Crystal Bay (Nusa Penida)

Dann spazierten wir zur Bucht und fragten weiter rum bis wir zur Einsicht kamen, dass wir uns einen Aufenhalt auf Nusa Penida nicht leisten können und besser ein Boot nach Lembongan nehmen sollten – Ironie des Schicksals. Aber dank dieses Tagesausflugs traf ich auf Silvia und Isaac und hatte das Glück die darauffolgenden Tage mit ihnen zu verbringen, perfecto! Die beiden reisen schon seit 4 Monaten durch Südostasien: Philippinen, Malaysia, Indonesien und nächste Woche geht’s nach Sri Lanka…Ich bin sehr froh, dass wir uns getroffen haben, und ich von ihren Reiseabenteuern hören konnte und diese entspannten Tage mit ihnen verbringen durfte.

So nahmen wir also zu dritt ein Boot nach Nusa Lembongan und suchten zunächst eine Unterkunft für die erste Nacht, um die Rucksäcke abzustellen und uns mit einer kalten Dusche zu erfrischen.
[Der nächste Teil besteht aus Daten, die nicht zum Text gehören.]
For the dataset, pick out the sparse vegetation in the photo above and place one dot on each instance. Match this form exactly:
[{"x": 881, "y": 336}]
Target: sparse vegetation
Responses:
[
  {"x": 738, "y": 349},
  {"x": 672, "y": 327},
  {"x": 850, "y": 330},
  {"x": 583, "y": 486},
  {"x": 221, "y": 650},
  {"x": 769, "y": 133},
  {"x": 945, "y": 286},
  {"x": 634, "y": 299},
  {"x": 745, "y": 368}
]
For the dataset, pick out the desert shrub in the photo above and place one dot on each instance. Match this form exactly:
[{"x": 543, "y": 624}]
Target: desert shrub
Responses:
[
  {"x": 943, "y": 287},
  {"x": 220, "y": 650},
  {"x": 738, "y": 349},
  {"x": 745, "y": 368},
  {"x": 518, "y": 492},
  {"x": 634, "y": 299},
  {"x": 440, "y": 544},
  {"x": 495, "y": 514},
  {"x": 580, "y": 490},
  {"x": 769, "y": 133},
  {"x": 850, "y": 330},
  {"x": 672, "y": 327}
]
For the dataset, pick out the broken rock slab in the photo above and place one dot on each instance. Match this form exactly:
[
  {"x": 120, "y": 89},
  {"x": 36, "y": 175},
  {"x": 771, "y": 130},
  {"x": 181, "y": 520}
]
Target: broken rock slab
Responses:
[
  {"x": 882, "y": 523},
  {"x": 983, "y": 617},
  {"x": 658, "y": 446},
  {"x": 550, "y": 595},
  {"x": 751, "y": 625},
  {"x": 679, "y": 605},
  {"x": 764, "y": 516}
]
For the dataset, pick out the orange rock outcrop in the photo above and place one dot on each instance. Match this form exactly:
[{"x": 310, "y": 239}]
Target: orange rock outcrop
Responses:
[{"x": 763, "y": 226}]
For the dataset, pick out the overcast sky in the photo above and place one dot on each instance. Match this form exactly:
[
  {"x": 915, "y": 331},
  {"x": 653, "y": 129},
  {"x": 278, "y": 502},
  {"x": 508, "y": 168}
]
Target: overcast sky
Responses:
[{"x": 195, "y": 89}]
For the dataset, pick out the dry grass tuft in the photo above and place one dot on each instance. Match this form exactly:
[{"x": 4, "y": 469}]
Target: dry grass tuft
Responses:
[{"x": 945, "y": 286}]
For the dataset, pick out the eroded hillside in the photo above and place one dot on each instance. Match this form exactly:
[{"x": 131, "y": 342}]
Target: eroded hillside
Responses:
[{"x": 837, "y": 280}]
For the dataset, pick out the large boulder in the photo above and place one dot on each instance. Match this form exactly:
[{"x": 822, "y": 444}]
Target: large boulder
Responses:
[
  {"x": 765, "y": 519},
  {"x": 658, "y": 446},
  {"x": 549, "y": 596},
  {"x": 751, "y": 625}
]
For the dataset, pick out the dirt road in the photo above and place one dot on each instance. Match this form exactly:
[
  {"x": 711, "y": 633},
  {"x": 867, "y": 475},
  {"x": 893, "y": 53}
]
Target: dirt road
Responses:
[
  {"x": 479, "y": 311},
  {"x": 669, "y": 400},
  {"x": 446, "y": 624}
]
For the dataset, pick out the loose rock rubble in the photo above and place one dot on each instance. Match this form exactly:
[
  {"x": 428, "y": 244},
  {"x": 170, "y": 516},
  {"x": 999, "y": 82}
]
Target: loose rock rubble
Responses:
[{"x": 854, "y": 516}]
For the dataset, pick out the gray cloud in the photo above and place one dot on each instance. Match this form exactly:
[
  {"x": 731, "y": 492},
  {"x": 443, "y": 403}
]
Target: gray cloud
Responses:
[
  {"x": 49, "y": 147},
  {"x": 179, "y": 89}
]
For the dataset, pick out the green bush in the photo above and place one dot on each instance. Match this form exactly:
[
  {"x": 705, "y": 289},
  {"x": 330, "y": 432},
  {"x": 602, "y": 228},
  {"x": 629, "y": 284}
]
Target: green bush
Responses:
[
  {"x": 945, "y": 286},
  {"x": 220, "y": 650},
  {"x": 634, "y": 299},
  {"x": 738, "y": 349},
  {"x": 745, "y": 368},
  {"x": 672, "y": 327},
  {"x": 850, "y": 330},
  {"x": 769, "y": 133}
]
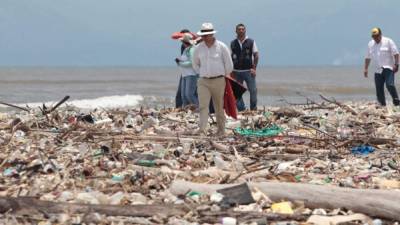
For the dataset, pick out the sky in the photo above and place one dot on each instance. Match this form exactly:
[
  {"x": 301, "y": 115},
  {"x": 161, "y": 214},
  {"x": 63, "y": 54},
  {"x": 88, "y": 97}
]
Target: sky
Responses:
[{"x": 137, "y": 33}]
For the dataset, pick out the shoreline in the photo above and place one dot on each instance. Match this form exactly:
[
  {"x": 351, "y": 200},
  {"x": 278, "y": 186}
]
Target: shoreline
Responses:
[{"x": 134, "y": 155}]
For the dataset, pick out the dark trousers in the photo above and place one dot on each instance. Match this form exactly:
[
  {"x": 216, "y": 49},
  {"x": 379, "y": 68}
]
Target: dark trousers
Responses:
[
  {"x": 178, "y": 97},
  {"x": 251, "y": 87},
  {"x": 386, "y": 77}
]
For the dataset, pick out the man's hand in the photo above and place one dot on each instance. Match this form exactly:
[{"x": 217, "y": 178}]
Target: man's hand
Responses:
[
  {"x": 395, "y": 68},
  {"x": 366, "y": 73},
  {"x": 253, "y": 72}
]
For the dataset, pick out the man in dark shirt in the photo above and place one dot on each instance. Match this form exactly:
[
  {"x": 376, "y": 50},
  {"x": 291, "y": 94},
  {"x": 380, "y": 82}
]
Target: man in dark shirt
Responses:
[{"x": 245, "y": 59}]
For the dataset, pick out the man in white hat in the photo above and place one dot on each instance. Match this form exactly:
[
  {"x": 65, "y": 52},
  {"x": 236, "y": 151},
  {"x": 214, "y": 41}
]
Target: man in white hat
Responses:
[
  {"x": 385, "y": 55},
  {"x": 212, "y": 61}
]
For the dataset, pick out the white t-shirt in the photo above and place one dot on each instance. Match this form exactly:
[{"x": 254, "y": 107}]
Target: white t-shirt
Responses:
[
  {"x": 213, "y": 61},
  {"x": 186, "y": 65},
  {"x": 382, "y": 53}
]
Hier duscht man sich übrigens mit Salzwasser, aber immerhin luxeriöser als mit einem Eimer gesammelten Regenwasser wie auf den Philippinen 2012. Den restlichen Nachmittag verbrachten wir damit, weiter herumzulaufen bis wir ein günstiges Gästehaus mit 2 freien Zimmern für die folgenden Nächte gefunden hatten. Abends waren wir vom vielen Herumlaufen fix und fertig, aber der traumhafte Sonnenuntergang hat all die Anstrengungen entschädigt, Meer und Himmel sahen aus wie gemalt (wir sahen es so schön kein weiteres Mal).

Am nächsten Morgen wurde ich um 6.00 vom Hahnenschrei und morgentlichen Gebeten geweckt, hört mal kurz rein :) Tagsüber mieteten wir 2 Mopeds und ich hatte das Glück, dass Isaac mich hinten drauf mitgenommen hat. So erkundeten wir Nusa Lembongan und die kleinste Nachbarinsel Nusa Ceningan, welche durch eine gelbe Brücke verbunden sind. Wir fuhren zu wunderschönen Aussichtspunkten und Buchten, Mahana Point, Blue Lagoon, Secret Beach auf Ceningan und Dream Beach auf Lembongan. Baden konnten wir dort aufgrund des starken Wellengangs eher nicht und so schleusten wir uns schließlich in eine Hotelbar mit Pool direkt an unserem Strand ein und verbrachten dort relaxt den übrigen Nachmittag und auch die darauffolgenden Nachmittage :)

 

Panaroma Point

Blue Lagoon (Ceningan)

Secret Beach (Ceningan)

Our pool at Puri Nusa :)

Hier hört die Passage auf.